Bagaimana serangan terhadap Pearl Harbor mengubah sejarah
Menjelang serangan Pearl Harbor
Ketegangan antara Jepang dan AS memuncak sepanjang awal abad ke-20 dan memuncak pada tahun 1930-an ketika Jepang berusaha menaklukkan Tiongkok, bahkan menyerang warga sipil. Pada tahun 1937, Tiongkok dan Jepang berperang. Pada tahun 1940, AS menganggap ekspansi Jepang ke Tiongkok cukup mengancam kepentingannya sehingga AS mulai memberikan bantuan militer ke Tiongkok dan mulai memberikan sanksi kepada Jepang. Setelah Jepang menandatangani pakta pertahanan bersama dengan Nazi Jerman, Italia, dan Uni Soviet pada tahun 1940 dan 1941, AS membekukan aset Jepang dan melarang semua ekspor ke Jepang.
Sementara itu, Nazi Jerman melanjutkan penaklukannya atas sebagian besar Eropa. Meskipun AS secara resmi netral dalam kedua konflik tersebut, pendiriannya semakin mendapat tantangan baik dari perang Jepang maupun Nazi Jerman.
Netralitas adalah isu publik yang paling memecah belah pada masanya, dan mayoritas masyarakat Amerika, yang mengingat kekalahan Perang Dunia I dan masih dalam masa pemulihan dari dampak Depresi Hebat, menentang perang apa pun di luar negeri. Namun, banyak orang Amerika yang menginginkan negaranya membantu sekutunya yang sedang berperang. Presiden Franklin D. Roosevelt mencapai hal ini melalui Program Pinjam-Sewa, yang menyediakan senjata dan peralatan militer kepada sekutu seperti Inggris Raya dan Tiongkok.

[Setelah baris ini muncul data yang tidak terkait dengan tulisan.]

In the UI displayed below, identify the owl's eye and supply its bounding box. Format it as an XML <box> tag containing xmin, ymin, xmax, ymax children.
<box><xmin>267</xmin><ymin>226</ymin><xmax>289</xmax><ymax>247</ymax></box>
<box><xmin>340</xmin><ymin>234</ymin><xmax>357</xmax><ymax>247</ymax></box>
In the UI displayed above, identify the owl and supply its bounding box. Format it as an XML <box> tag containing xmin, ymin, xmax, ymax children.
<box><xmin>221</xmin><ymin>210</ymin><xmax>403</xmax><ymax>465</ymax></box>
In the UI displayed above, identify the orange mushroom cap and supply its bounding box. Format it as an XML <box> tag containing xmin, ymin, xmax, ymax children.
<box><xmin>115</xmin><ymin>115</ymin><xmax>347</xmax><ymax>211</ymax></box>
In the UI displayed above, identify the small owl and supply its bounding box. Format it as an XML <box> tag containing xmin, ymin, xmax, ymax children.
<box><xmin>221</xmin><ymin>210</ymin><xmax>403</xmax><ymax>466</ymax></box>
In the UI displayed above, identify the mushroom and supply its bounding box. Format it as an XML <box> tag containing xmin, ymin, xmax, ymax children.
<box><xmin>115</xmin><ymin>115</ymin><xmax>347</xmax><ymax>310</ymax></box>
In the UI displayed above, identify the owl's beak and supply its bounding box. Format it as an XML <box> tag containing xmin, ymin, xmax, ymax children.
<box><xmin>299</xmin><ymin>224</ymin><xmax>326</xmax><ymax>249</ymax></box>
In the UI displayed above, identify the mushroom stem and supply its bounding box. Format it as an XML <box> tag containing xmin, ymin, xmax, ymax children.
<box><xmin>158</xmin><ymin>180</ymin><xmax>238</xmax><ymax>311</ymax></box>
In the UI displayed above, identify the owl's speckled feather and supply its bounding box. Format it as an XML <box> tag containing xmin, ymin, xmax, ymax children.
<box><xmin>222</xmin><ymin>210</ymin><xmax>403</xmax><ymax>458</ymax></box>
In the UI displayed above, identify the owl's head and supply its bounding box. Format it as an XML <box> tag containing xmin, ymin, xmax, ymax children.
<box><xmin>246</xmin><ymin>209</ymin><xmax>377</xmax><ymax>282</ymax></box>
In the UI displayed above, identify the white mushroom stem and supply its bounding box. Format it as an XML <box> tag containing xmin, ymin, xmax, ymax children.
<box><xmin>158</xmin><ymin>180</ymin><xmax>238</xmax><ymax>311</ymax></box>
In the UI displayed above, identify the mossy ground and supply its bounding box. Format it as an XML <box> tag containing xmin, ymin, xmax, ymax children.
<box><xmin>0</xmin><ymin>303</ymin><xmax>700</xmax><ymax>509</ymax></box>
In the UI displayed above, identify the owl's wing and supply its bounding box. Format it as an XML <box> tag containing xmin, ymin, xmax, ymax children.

Namun ketika Jepang melanjutkan perangnya dengan Tiongkok, konflik dengan AS menjadi tidak terhindarkan, sehingga mendorong para pemimpin Jepang untuk mempertimbangkan pilihan mereka. Angkatan Laut AS sangat tangguh, dan Jepang tidak memiliki sumber daya yang diperlukan untuk menghilangkan ancaman Amerika terhadap ambisi kekaisaran mereka. Tapi mereka punya satu trik: kejutan. Laksamana Yamamoto Isoroku meyakinkan para pejabat militer Jepang bahwa alih-alih menyatakan perang terhadap AS, mereka harus menghadapi AS di Pasifik, sehingga menimbulkan kerusakan sebanyak mungkin pada Armada Pasifik.